Maternal Instincts: Annette Bening gives motherhood a new meaning in 'Running With Scissors.'
Annette Bening runs riot in smooth adaptation of Augusten Burrough's 'Running With Scissors'
By Richard von Busack
AS DEIRDRE, a mad caftan-wearing poetess in Running With Scissors, Annette Bening is more fun than she's ever been before. Bening's career represents an unsuccessful attempt to tamp down her theatricality in favor of the screen. One of Bening's greatest successes, then, was playing a stage diva in Being Julia. She goes further in Running With Scissors. As a narcissistic, overmedicated mom, Bening really gets a chance to make every room her personal proscenium arch. Deirdre is an unsuccessful versifier worshipping Anne Sexton. Deirdre lives at just the right vector of the 1970s women's movement to blame her artistic failure on the brutal oppression of men. Her constant foil is her son, Augusten (Joseph Cross), who irritates her on principle. He's an incipiently gay fussbudget who boils his pocket change because he likes his quarters shiny. When she tires of Augusten, Deirdre farms him out to her psychiatrist, Dr. Finch. He's played by Brian Cox, bathing in an inner glow of self-satisfaction. His serene, wide-mouthed face resembles a scale model version of Jabba the Hut. This monstrously amusing quack seems to have had his routines written by Terry Southern. When fatigued, he retires to his private chamber: a "Masturbatorium," equipped with a box of Kleenex. He practices fortune telling with his bowel movements. Only someone who had lived through the 1970s could possibly give this stuff belief, and of course, they needed an actor who pioneered the role of Hannibal Lecter to get the details right.
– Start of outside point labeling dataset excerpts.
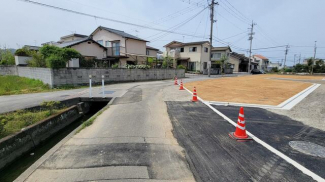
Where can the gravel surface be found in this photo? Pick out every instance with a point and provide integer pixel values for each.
(310, 111)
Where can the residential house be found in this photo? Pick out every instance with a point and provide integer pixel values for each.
(239, 62)
(151, 51)
(274, 65)
(262, 62)
(86, 46)
(122, 48)
(193, 55)
(217, 53)
(305, 62)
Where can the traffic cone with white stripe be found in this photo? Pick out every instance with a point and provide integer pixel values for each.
(175, 83)
(181, 87)
(240, 133)
(194, 99)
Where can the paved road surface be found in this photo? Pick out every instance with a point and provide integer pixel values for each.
(131, 140)
(214, 156)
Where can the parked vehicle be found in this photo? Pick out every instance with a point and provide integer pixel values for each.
(256, 71)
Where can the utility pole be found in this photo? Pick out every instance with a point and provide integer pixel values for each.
(211, 31)
(285, 56)
(299, 58)
(250, 47)
(312, 66)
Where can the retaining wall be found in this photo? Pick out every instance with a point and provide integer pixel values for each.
(8, 70)
(43, 74)
(80, 76)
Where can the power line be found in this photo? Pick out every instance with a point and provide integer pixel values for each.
(269, 47)
(234, 13)
(237, 10)
(108, 19)
(179, 25)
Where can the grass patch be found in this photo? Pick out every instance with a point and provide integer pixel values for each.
(13, 122)
(11, 85)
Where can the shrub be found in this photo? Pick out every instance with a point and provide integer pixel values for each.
(48, 50)
(275, 70)
(69, 53)
(181, 67)
(114, 66)
(22, 52)
(87, 63)
(142, 66)
(7, 58)
(37, 60)
(55, 61)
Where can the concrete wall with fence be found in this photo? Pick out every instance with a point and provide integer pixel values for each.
(80, 76)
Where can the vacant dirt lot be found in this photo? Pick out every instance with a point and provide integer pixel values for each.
(296, 77)
(256, 89)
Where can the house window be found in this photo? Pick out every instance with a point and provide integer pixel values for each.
(192, 49)
(107, 44)
(182, 49)
(216, 55)
(100, 42)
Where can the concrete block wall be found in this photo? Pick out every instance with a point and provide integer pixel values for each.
(43, 74)
(8, 70)
(81, 76)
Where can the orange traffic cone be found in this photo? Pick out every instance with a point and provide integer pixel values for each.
(194, 99)
(240, 133)
(181, 87)
(176, 83)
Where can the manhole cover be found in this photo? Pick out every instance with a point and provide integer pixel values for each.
(107, 92)
(308, 148)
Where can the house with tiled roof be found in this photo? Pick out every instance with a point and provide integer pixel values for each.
(122, 48)
(261, 61)
(193, 55)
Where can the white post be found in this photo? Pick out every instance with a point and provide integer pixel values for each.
(103, 85)
(90, 95)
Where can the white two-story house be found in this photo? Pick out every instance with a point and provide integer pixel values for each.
(193, 55)
(262, 62)
(123, 48)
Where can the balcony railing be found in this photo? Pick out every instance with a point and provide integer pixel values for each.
(174, 53)
(115, 51)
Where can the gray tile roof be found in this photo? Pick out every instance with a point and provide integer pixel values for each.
(122, 33)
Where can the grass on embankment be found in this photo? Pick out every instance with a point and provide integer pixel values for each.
(11, 85)
(13, 122)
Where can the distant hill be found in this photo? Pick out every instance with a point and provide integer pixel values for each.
(11, 50)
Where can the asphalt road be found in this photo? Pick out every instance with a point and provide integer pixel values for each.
(131, 140)
(278, 130)
(214, 156)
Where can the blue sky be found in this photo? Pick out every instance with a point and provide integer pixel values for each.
(279, 22)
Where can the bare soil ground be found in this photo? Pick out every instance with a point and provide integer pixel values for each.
(296, 77)
(256, 89)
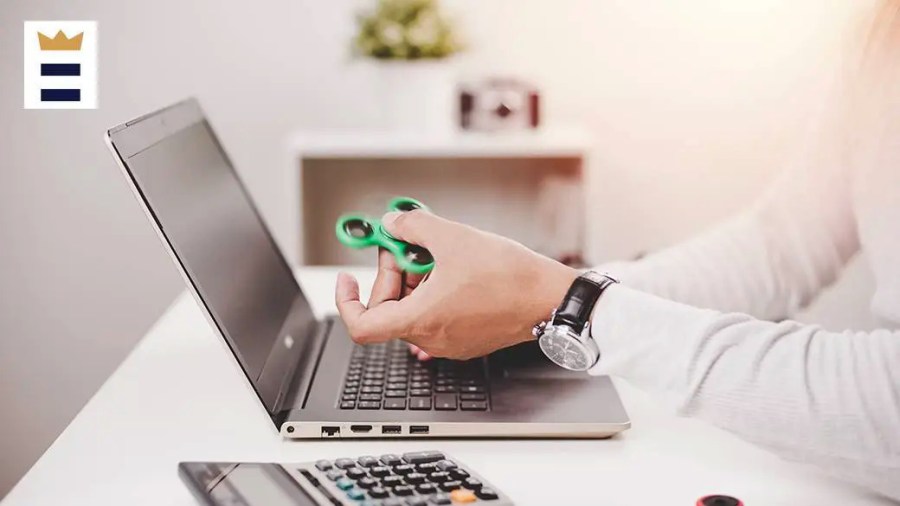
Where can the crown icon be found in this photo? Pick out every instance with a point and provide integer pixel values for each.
(60, 42)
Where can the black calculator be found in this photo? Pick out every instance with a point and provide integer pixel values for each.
(411, 479)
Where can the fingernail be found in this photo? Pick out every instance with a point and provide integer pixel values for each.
(389, 218)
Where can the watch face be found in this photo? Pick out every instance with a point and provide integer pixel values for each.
(564, 350)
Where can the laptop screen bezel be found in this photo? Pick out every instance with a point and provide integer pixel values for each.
(135, 136)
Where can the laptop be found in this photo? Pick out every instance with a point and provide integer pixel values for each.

The film paints a fairly accurate picture of 1970s craziness, with lines like this, from Deirdre to her son: "Please don't smoke my cigarettes; you have a pack of your own upstairs." Still, I have reservations. It's not the cast: Evan Rachel Wood comes through once again as the go-to girl to play disturbed teens. We get just the right amount of Gwyneth Paltrow as a cracked good girl; Alec Baldwin is solid as an emotionally not-at-home alcoholic. But there's a sitcom-of the-future sheen on the film—maybe it's not TV, but it is HBO. (Director/writer Ryan Murphy is actually from F/X, where he created Nip/Tuck.) One problem is the obtrusive soundtrack of moldy oldies, telling us what to feel. Also, when doing the 1970s, I wish filmmakers could suggest the possible triumph of these crackpot "extended families," rather than assuring us the nuclear family will take the field for keeps. Nobody joins a revolution if they think they're going to be defeated in advance. Considering the mockery it makes of psychiatry, I find it odd that the film brims over with emotions the hero has "owned," as they say. Sometimes you see a film based on memoirs and you wonder what this person's writings looked like before they went to therapy. The ghastly stories of abuse and miseducation seem pre-told and retold. Augusten's lines about longing for a normal childhood sound like breakthroughs he had years after this story happened. Augusten isn't really interesting. Joseph Cross plays the hero as a little avatar of the adult he later became, with his great destiny waiting in the wings. The authentic rage and thoughtlessness of an adolescent seem to have been waylaid.